Another case arises from our group's interest in uncertainty analysis, rooted in our understanding of ambiguity as a fundamental function of language, which led us to include in POEMAGE a “show uncertainty” button. Even beyond vagaries of accent, numerous words—tear comes to mind immediately— can be pronounced in more than one way, and mean differently depending on pronunciation. Every such word requires the machine to make a “guess”—a statistical prediction—about how the word is pronounced within the poem. The “show uncertainty” button allows the user to see words with alternate pronunciations as well as how the machine has chosen to pronounce them.

In “Night” by Louise Bogan, the tool mishears

[short i] “wind” as [long i] “wind” (note that it rhymes with “tide”:

Figure 2

Given its instructions, and the overwhelming probability that any one-syllable word comprising a beginning consonant and “ind” will have a long and not a short vowel, the computer had little choice but to make the “judgment” it did, even though the proficient human native speaker would not make this delightful mistake. In this “mishearing” of the poem, an inlet winding becomes “restless,” and in this restlessness the central metaphor of the poem takes shape. Through such reading, we can see that tools designed to help forestall error in science may reveal disturbances that add to the richness of a poem by opening interpretive space and not only the possibility for but the actual presence of metaphor.

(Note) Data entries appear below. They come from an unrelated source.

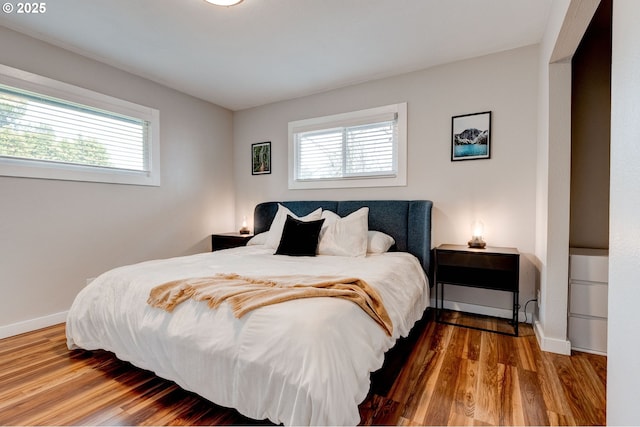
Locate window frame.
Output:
[288,102,407,190]
[0,64,160,186]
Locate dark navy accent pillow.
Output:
[275,215,324,256]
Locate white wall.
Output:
[535,0,599,354]
[607,0,640,425]
[234,46,538,318]
[0,27,234,336]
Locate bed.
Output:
[66,200,432,425]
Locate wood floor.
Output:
[0,312,606,425]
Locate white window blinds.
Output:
[289,104,406,188]
[0,85,149,172]
[296,118,397,180]
[0,64,160,186]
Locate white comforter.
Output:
[67,246,429,425]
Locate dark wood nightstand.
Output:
[434,245,520,336]
[211,233,253,252]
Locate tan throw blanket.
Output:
[147,274,393,336]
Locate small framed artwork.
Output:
[451,111,491,161]
[251,142,271,175]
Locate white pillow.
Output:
[247,231,269,246]
[364,230,396,254]
[318,207,369,257]
[265,204,322,249]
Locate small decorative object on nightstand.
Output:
[211,233,253,252]
[467,221,487,249]
[434,245,520,336]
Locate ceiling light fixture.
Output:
[204,0,242,6]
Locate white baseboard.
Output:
[0,311,68,339]
[533,320,571,356]
[438,300,533,323]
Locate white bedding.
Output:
[67,246,429,425]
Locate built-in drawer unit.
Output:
[569,248,609,354]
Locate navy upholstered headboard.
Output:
[253,200,433,273]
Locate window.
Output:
[289,103,407,189]
[0,66,160,185]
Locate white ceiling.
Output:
[0,0,552,110]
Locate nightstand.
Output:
[434,245,520,336]
[211,233,253,252]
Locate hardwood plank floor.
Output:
[0,312,607,425]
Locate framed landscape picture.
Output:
[451,111,491,161]
[251,142,271,175]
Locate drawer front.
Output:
[436,251,520,292]
[569,281,609,318]
[569,316,607,353]
[438,251,520,271]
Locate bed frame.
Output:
[253,200,433,273]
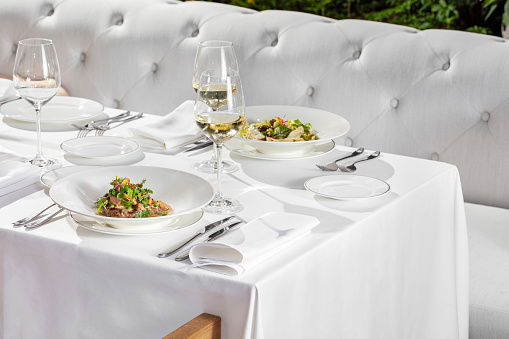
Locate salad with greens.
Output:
[238,117,319,142]
[95,177,173,218]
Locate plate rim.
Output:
[0,95,104,124]
[224,139,336,160]
[69,208,205,236]
[304,173,391,200]
[60,135,140,159]
[48,166,215,227]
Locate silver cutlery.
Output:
[0,96,21,106]
[12,203,56,226]
[338,151,380,173]
[23,208,64,229]
[316,147,364,171]
[157,216,234,258]
[175,221,243,261]
[92,113,143,136]
[71,111,131,138]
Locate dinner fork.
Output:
[92,113,143,136]
[338,151,380,173]
[12,203,56,226]
[71,111,131,138]
[316,147,364,171]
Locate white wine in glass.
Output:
[12,39,62,171]
[194,71,246,214]
[192,40,239,173]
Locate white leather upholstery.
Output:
[0,0,509,208]
[0,0,509,339]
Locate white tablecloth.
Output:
[0,110,468,339]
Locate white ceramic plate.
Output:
[0,96,104,124]
[225,139,336,160]
[304,174,390,199]
[71,210,203,235]
[234,105,350,155]
[60,136,140,159]
[49,166,214,231]
[41,166,97,187]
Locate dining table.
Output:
[0,102,469,339]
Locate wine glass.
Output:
[13,39,62,171]
[194,70,246,214]
[193,40,239,173]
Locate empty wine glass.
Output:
[192,41,239,173]
[13,39,62,170]
[194,70,246,214]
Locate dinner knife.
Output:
[157,215,235,258]
[175,221,243,261]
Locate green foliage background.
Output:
[191,0,509,36]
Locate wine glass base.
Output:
[203,198,244,214]
[194,160,239,174]
[25,157,62,172]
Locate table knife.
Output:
[175,221,243,261]
[157,215,235,258]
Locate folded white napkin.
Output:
[189,213,320,275]
[0,78,16,101]
[0,160,40,196]
[129,100,203,149]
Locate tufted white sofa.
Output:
[0,0,509,339]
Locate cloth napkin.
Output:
[129,100,203,149]
[0,78,16,101]
[0,160,40,196]
[189,213,320,275]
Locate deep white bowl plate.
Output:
[304,174,390,199]
[234,105,350,155]
[71,210,203,235]
[225,139,336,160]
[49,166,214,230]
[0,96,104,124]
[60,136,140,158]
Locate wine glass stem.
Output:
[35,104,44,159]
[214,144,224,201]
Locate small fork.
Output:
[338,151,380,173]
[316,147,364,171]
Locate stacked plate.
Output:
[46,166,214,235]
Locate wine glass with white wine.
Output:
[192,40,239,173]
[12,39,62,171]
[194,70,246,214]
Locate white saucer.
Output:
[60,136,140,159]
[225,139,336,160]
[304,174,390,199]
[0,96,104,124]
[71,209,203,235]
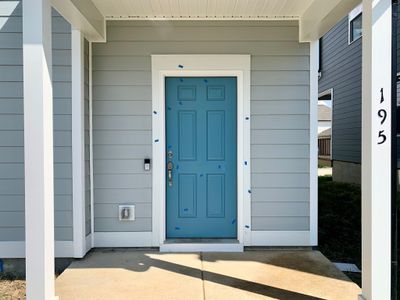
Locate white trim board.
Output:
[160,243,244,252]
[151,55,251,250]
[251,231,312,247]
[0,241,74,258]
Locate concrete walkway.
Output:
[56,250,360,300]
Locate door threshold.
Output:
[160,239,244,252]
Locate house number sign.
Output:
[378,88,387,145]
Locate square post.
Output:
[360,0,395,300]
[71,29,86,258]
[310,40,320,246]
[22,0,55,300]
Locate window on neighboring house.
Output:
[349,5,362,44]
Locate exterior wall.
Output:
[319,17,362,163]
[93,21,310,232]
[332,160,361,184]
[84,39,92,235]
[0,0,72,241]
[318,121,332,134]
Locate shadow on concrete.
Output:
[65,249,345,300]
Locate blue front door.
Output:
[165,77,237,238]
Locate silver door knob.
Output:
[167,161,174,186]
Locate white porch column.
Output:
[71,29,86,257]
[310,40,320,246]
[360,0,392,300]
[22,0,54,300]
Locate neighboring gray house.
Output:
[318,104,332,134]
[318,6,400,183]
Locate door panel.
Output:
[165,77,237,238]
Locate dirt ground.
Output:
[0,280,26,300]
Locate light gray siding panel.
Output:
[251,100,310,115]
[251,187,310,202]
[251,217,310,231]
[251,202,310,217]
[94,202,151,218]
[251,129,309,145]
[251,159,310,174]
[93,21,309,232]
[0,1,72,241]
[319,17,362,163]
[94,217,151,232]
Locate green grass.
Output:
[318,176,361,284]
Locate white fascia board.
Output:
[299,0,361,42]
[51,0,106,42]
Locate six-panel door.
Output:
[165,77,237,238]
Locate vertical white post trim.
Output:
[22,0,55,300]
[310,40,319,246]
[361,0,392,300]
[89,42,94,247]
[71,29,86,257]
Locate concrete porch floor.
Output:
[56,249,361,300]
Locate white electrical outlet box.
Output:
[118,204,135,221]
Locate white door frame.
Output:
[151,55,251,251]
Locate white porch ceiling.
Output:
[92,0,313,19]
[51,0,361,42]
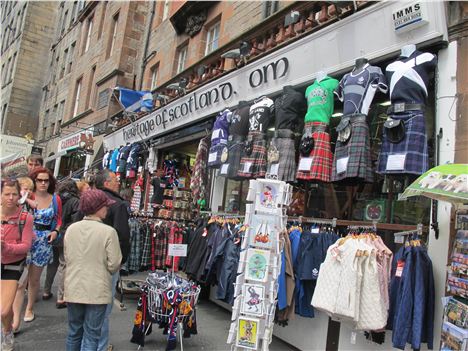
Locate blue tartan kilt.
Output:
[377,111,429,175]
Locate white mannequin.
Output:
[315,71,327,82]
[401,44,416,57]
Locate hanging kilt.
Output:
[220,135,245,180]
[208,141,227,168]
[332,115,373,183]
[266,129,296,182]
[237,132,266,178]
[296,122,333,182]
[377,111,429,174]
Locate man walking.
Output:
[95,169,130,351]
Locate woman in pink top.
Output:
[0,180,34,350]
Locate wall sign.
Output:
[392,2,428,33]
[104,1,448,149]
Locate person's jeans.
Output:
[97,271,119,351]
[66,303,107,351]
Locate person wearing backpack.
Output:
[23,167,62,322]
[0,180,34,351]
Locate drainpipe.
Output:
[139,1,157,90]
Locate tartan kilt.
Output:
[208,143,226,168]
[377,112,429,175]
[267,138,296,182]
[296,122,333,182]
[237,132,266,178]
[332,117,374,183]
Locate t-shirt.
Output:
[385,50,437,104]
[305,76,339,124]
[335,64,388,116]
[229,104,250,136]
[275,87,306,130]
[249,96,274,132]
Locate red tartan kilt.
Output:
[296,132,333,182]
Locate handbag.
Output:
[384,117,406,144]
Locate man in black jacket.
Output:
[95,169,130,351]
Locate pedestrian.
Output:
[42,179,83,309]
[95,169,130,351]
[24,167,62,322]
[64,190,122,351]
[0,180,34,351]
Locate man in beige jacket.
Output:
[64,190,122,351]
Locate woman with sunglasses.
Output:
[0,180,34,351]
[24,167,62,322]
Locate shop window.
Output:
[72,78,82,118]
[83,17,93,53]
[176,44,188,74]
[205,22,221,56]
[150,63,159,90]
[107,13,119,57]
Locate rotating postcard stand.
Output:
[227,179,292,351]
[138,244,201,351]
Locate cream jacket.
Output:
[64,217,122,304]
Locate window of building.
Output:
[83,17,93,53]
[205,22,220,55]
[72,78,82,118]
[176,44,188,74]
[67,42,76,73]
[162,0,171,21]
[150,63,159,90]
[107,12,119,57]
[98,1,107,39]
[86,66,96,108]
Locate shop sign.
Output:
[58,128,94,152]
[104,1,448,149]
[392,2,428,33]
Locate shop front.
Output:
[104,2,457,350]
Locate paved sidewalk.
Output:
[15,289,294,351]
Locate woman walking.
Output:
[64,190,122,351]
[0,180,34,351]
[24,167,62,322]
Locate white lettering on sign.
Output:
[169,244,187,257]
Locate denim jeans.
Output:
[97,271,119,351]
[66,303,107,351]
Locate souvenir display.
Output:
[332,59,387,183]
[296,72,339,182]
[377,45,437,175]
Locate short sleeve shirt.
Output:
[305,77,339,124]
[249,97,274,132]
[335,64,388,116]
[385,51,437,105]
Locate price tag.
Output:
[243,162,252,173]
[169,244,187,257]
[336,156,349,174]
[387,154,406,171]
[298,157,314,171]
[270,163,279,176]
[208,152,218,162]
[220,163,229,174]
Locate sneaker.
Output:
[2,331,15,351]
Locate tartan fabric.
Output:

Of course, “getting at metaphor” in this oblique way, even if we give it a separate button in the tool, is not the same as creating a tool that will algorithmically identify and visualize metaphor through its syntactic or semantic construction. However, in some cases this method may still be useful, especially for users who believe, as we do, that the purpose of any visualization is not to replace human reading but to send us back to the poem. An unexpected by-product of our tool, it is already provoking rich readings, which show that shaping our queries about sound so that the machine can answer with metaphor helps us understand dynamics inherent to poetry, which invites readers to connect every feature to every other feature. Thus, POEMAGE furthers the larger goal of reliably identifying metaphor through computational methods. It also suggests ways forward in our overarching goal of identifying such complex features for visualisation in their own right.

These are just a few instances among many in which POEMAGE queries, by locating sonic difference in similarity, have identified places in poems that are not only sonically but metaphorically rich. Though we often believe the complexity of language may create an obstacle to the computational analysis of poetry, this argument represents a re-theorization of ways in which a tool originally meant to aid in one kind of analysis can give access to information and insight not originally predicted or even sought, not in spite of but because of poetry's linguistic complexity.